‘Cue calls

Tom Jenkins BBQ.

Lets face it: Miami is no Houston when it comes to barbecue. But do a little digging and one can find marvelous pits of barbecue pleasure.

Miami’s barbecue trail begins with a Waycross, Ga., bishop on Northwest 22nd Avenue whose secret barbecue recipe metamorphoses meat into entities as tender and as juicy as sin, and veers into Miami Beach where Frank and Andrea Curto-Randazzo do wicked things with quail and Cascabel chile. Travel a little further and there’s Korean and Jamaican-style barbecue to round out the global view.

* Browardites may have Tom Jenkins BBQ, but in Miami, we’ve got Bishop James Jenkins, owner of Saint City Coffee Shop, who hashes out the closest thing to classic, timbrel-banging barbecue this side of the Gulf.

Saint City is set in a mustard-color building with “Joy of The Lord is Your Strength” written on its side. The Regular Rib Sandwich ($5.50), served with two slices of Holsum bread is the stuff great American summers are defined by — sweet, smoky, savory, falling off the bones with something white to sop it up with. Slabs are available for $12 and $14.

“We dont talk about that, ” Helen Jenkins whispers when asked about their recipe. Whatever it is, it’s gooood. Go for a can of Ritz Black Cherry Soda, 75 cents, and a creamy piece of sweet potato pie ($2), and remember what it was like to not give a darn about saturated fat.

Saint City Coffee Shop (also known as Real Tasty BBQ): 9302 NW 22nd Ave.; 305-693-3877.

At Talula on Miami Beach, barbecue is gourmet. For lunch, there’s the open-faced pork sandwich ($9), prepared with pork round braised for 3½ hours in chicken stock, mirepoix (a French term for a blend of onions, carrots and celery), lime juice and cilantro. The pork is then finished with Talula’s house-made guava chipotle barbecue sauce (tip: sneak in a travel-size bottle of Tabasco sauce for perfection).

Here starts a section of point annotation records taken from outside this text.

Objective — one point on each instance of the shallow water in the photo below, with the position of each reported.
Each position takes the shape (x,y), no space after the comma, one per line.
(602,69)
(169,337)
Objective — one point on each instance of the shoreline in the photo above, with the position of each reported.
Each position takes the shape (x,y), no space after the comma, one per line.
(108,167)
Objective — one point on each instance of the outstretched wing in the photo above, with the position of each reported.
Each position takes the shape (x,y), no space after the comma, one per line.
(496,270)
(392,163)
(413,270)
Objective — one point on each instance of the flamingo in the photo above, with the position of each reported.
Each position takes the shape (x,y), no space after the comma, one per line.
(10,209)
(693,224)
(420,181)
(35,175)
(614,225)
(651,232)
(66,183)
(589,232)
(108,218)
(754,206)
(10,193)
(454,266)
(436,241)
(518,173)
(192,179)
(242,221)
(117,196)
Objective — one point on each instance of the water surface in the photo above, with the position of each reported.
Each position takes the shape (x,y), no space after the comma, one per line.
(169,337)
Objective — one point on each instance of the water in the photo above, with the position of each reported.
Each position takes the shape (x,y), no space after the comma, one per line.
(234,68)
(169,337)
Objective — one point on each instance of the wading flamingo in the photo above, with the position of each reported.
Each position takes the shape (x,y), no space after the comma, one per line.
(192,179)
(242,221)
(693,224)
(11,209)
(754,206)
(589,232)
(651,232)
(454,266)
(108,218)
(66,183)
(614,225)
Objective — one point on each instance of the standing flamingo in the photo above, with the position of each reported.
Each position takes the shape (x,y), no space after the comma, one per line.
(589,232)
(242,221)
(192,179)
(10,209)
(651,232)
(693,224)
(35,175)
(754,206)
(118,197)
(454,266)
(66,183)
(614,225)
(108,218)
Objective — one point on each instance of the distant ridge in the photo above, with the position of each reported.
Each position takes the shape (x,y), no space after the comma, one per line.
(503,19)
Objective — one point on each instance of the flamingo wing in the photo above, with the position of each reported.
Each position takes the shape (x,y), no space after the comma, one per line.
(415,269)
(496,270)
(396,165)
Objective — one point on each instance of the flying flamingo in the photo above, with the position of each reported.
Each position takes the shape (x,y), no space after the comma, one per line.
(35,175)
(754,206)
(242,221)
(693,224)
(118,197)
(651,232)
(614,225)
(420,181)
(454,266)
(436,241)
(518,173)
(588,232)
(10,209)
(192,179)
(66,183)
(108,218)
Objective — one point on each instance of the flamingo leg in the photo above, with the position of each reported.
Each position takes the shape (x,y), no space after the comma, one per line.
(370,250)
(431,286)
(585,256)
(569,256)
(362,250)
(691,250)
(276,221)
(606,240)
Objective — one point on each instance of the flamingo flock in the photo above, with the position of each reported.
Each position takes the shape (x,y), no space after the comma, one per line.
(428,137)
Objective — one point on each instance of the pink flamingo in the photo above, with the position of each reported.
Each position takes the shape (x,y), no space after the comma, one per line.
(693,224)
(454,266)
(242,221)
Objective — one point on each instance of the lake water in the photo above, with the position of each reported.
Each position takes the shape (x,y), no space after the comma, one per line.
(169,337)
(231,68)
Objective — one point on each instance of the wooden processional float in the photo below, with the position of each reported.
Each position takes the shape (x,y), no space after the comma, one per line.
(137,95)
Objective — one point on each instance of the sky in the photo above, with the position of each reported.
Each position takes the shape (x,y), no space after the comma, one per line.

Served on toasted brioche and topped with blackened corn and orange salsa, this finger-lickin’ sandwich is served with a darker, firmer version of Mickey D-style fries.

For dinner, the Cascabel chile-crusted barbecue quail ($13), is a poem of delicate flavors including onion, chile, white truffle-brandy and porcini demi-glace. The three-ounce quail is served on top of a sweet potato agnolotti, a kind of hand-formed ravioli. Add a glass of Perrier Jouët Grand Brut NV ($19), or a bottle of Pearly Bay Celebration ($45) to the experience and you’ve found high-end barbecue nirvana.

Talula Restaurant & Bar: 210 23rd St., Miami Beach; 305-672-0778.

For the last 30 years, Clives Café‘s owner, endearingly known as “Ms. Pearl, ” has prepared a jerk recipe that includes allspice, garlic, scotch bonnet and black pepper (jerk is Jamaica’s interpretation of ‘cue). Her rendition tastes like homemade Pickapeppa Sauce (think of a fortified Worcestershire with a Caribbean twist).

Jerk chicken platters are $6 and include rice and peas (which is prepared with red beans and coconut cream) or white rice, fried green or sweet plantain, cabbage or simple salad (on occasion, she serves jerk pork).

The tiny diner-style set-up includes a small counter space and a couple of tables, so one can take in this classic Jamaican fare with a piping cold Red Stripe, $2.50, or ginger beer or cola champagne, $1.

Clives Café: 2818 North Miami Ave., Miami; 305-576-0277.

* Hands down, Korean barbecue is the soul food of Asia, and North Miami Beach’s Kyung Ju Restaurant is a nice representation of the country’s barbecued sensibility.

From the sticky sweet-and-sesame-marinated short ribs (galbi, $21.95) and the sliced beef brisket (chadolbeki, $17.95), to the thinly sliced barbecue beef tongue (hyomit gui, $17.95) and spicy sliced pork (doeji bulgoki, $16.95), if one hasn’t tried Korean barbecue, this is a nice detour from molasses and cayenne rubs.

Kyung Ju presents a family-style atmosphere along with its warm pine furniture. If you’re dining with a bunch of starving artist pals, hook up for dinner on pay day, order two of the BBQ entrees and do it up fancy: skip the Bud Light and sample the imported beers. We like Hite, a pale, lager-style Korean beer, but there’s also Tsingtao and Asahi — all available for $3.50.

Kyung Ju Restaurant: 400 NE 167th St., North Miami Beach; 305-947-3838.